To help alleviate the uncertainty for taxpayers regarding whether a rental real estate enterprise is a trade or business for Sec. 199A purposes, in Notice 2019-07, the IRS issued a proposed revenue procedure that would provide a safe harbor for taxpayers under which a rental real estate enterprise will be treated as a trade or business for purposes of the Sec. 199A deduction.

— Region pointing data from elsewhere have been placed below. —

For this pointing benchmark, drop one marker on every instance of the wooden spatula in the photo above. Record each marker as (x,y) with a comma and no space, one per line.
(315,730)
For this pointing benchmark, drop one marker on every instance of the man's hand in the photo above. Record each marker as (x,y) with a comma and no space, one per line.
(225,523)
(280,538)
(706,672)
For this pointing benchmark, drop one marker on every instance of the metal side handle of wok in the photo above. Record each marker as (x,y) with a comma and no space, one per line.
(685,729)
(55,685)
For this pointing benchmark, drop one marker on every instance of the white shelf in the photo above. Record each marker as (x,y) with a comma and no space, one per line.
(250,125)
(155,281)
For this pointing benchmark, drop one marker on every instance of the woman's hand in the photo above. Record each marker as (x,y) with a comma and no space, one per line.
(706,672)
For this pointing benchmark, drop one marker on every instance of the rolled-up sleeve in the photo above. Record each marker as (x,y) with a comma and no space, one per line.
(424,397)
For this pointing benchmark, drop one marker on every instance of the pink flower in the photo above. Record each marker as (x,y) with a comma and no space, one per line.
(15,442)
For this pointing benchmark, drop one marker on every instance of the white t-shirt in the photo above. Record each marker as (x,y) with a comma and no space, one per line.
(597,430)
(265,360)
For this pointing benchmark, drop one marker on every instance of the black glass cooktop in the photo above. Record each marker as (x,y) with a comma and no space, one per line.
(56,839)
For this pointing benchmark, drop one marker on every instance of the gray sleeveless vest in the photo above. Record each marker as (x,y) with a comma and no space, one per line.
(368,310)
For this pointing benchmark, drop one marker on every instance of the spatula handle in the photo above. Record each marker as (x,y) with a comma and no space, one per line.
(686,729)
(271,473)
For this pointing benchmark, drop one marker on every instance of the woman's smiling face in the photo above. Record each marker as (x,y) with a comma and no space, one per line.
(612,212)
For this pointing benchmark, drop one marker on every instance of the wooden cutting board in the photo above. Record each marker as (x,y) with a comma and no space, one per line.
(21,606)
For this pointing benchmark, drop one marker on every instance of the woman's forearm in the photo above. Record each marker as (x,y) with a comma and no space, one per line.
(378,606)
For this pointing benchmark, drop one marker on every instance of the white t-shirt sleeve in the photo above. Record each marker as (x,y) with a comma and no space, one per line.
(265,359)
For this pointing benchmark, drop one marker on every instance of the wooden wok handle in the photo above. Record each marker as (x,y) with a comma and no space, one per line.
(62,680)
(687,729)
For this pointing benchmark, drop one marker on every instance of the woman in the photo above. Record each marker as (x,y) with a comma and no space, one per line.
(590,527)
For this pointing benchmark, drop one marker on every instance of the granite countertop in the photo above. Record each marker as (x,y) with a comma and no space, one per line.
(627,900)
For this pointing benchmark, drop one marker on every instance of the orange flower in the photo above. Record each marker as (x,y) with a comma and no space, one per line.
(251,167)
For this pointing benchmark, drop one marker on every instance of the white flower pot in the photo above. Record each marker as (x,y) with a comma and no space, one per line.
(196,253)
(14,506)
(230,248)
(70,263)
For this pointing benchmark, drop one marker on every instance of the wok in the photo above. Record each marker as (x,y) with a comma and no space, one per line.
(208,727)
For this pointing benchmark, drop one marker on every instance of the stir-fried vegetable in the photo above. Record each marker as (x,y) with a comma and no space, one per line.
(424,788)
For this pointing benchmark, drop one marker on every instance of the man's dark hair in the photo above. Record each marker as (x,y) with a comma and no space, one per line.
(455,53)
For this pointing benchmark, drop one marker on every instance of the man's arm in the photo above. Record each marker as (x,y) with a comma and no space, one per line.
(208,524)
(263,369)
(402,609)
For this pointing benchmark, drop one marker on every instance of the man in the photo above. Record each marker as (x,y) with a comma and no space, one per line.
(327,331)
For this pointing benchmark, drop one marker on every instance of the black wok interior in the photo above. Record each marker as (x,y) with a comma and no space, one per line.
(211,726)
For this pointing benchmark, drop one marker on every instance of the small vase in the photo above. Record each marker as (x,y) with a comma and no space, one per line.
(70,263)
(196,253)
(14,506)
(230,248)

Under the proposed safe harbor, a "rental real estate enterprise" would be treated as a trade or business for purposes of Sec. 199A if at least 250 hours of services are performed each tax year with respect to the enterprise. The IRS says this includes services performed by owners, employees, and independent contractors and time spent on maintenance, repairs, rent collection, payment of expenses, provision of services to tenants, and efforts to rent the property. However, hours spent in the owner's capacity as an investor, such as arranging financing, procuring property, reviewing financial statements or reports on operations, and traveling to and from the real estate will not be considered hours of service for the enterprise.
A rental real estate enterprise is defined, for purposes of the safe harbor, as an interest in real property held for the production of rents. A rental real estate enterprise may consist of multiple properties. The interest must be held directly or through a disregarded entity. Taxpayers either must treat each property held for the production of rents as a separate enterprise or must treat all similar properties held for the production of rents as a single enterprise. Commercial and residential real estate cannot be combined in the same enterprise.
The proposed safe harbor would require that separate books and records be maintained for the rental real estate enterprise. Property leased under a triple net lease or used by the taxpayer (including an owner or beneficiary of a relevant passthrough entity) as a residence for any part of the year under Sec. 280A would not be eligible under the proposed safe harbor.